GREENE: If I could just ask a really basic question, what is a rogue trader compared to a regular trader? When you go rogue what does that mean?
MURPHY: Well, this is sort of this issue that always crops up in the scandals, is it's immediately classified as rogue. UBS's, straight off the blocks, yesterday morning at 8 AM, saying this is not authorized trading. So I think, always, the issue is: are you doing something that is purposely evading a bank systems control? In other words, are you taking positions, are you placing bets, are you executing orders that you have no authority to do so?
But what the argument always is on the other side, is how does someone manage to make and rack up a $2 billion trading loss without their boss knowing, without their supervisors knowing, without the general risks and controls knowing? That's frequently the defense we see by people accused of so-called rogue trading, is that, actually, how rogue was it if the bank was well aware of what I was doing the entire time?
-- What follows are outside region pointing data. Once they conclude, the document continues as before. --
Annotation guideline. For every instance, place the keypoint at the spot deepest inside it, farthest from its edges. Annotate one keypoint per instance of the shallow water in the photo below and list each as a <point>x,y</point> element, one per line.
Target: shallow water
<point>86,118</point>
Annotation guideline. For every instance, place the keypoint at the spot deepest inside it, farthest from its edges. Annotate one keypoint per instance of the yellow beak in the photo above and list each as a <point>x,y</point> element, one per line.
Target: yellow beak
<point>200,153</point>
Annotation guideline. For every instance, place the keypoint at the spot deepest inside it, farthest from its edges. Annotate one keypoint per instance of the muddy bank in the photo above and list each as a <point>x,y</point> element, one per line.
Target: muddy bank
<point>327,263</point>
GREENE: Well, why would a trader do this? I mean, could this man in London have been wanting to make money for himself? Was he still trying to make money for the bank and just might have made a really bad decision?
MURPHY: You know, almost always with these things, it's not someone trying to make money for themselves, which is always the biggest surprise. On September 6th, Mr. Adoboli posted a message on his Facebook which said I need a miracle. That was the last post on his Facebook.
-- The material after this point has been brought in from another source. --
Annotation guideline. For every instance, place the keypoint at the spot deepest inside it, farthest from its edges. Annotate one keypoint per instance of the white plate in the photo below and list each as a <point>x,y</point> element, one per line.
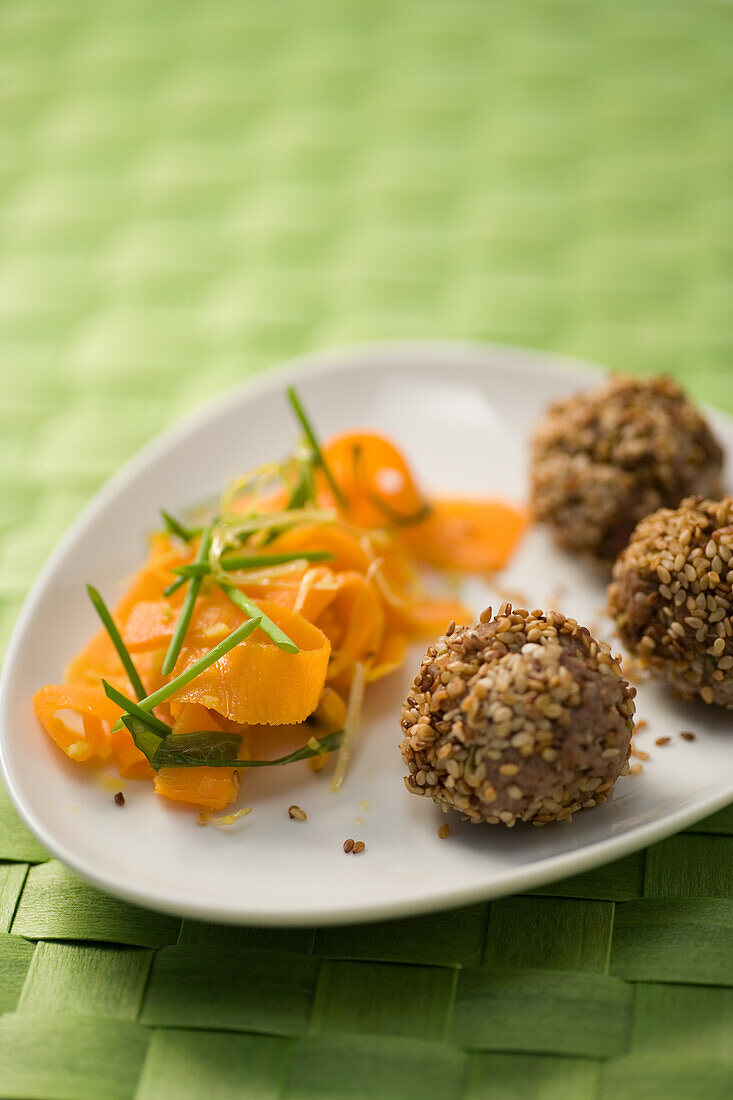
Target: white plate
<point>462,415</point>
MURPHY: And that was - at the same time the Swiss Central Bank was intervening to essentially devalue the Swiss currency. So there's lots of speculation in the market that what he was probably trying to do was cover a large exposure to the Swiss franc, you know, that the market had been stunned by the intervention of the Swiss central bank. Now that's just market speculation as to what possibly could generate such a huge loss. But almost always in these kind of things, it's someone trying to cover up a mistake they've made that then actually makes the mistake worse. They try and, sort of, make the money back that they've lost, and that leads to a downward spiral until eventually they're either caught or they have to come forward with their hands up.
GREENE: Well, what is the wider impact on the banking industry? I mean what are the lessons here? What does this say about the bank's ability to see these things coming?
MURPHY: For the industry general it couldn't have come at a worst possible time. Thursday was the three-year anniversary of the collapse of Lehman Brothers. And this leads calls from everyone, saying nothing has changed. We still don't know what investment banks are doing. The risk controls aren't there, the management isn't there. I spoke to several senior investment bankers at banks who didn't even know what Delta One is or what they do. Which is quite alarming, given how we've come since the crisis. So I think the industry will be doing a lot of soul-searching today and over the weekend, as details about this emerge - to sort of say, you know, can we actually justify these universal banking models where we have this - what people over in the UK always call casino banking - riskier investment banking style activities that do threaten to bring down entire institutions. And I expect that debate to be cranked up quite a few notches in the wake of this.
GREENE: Megan Murphy is the banking correspondent for The Financial Times newspaper. Megan, thanks for joining us this morning.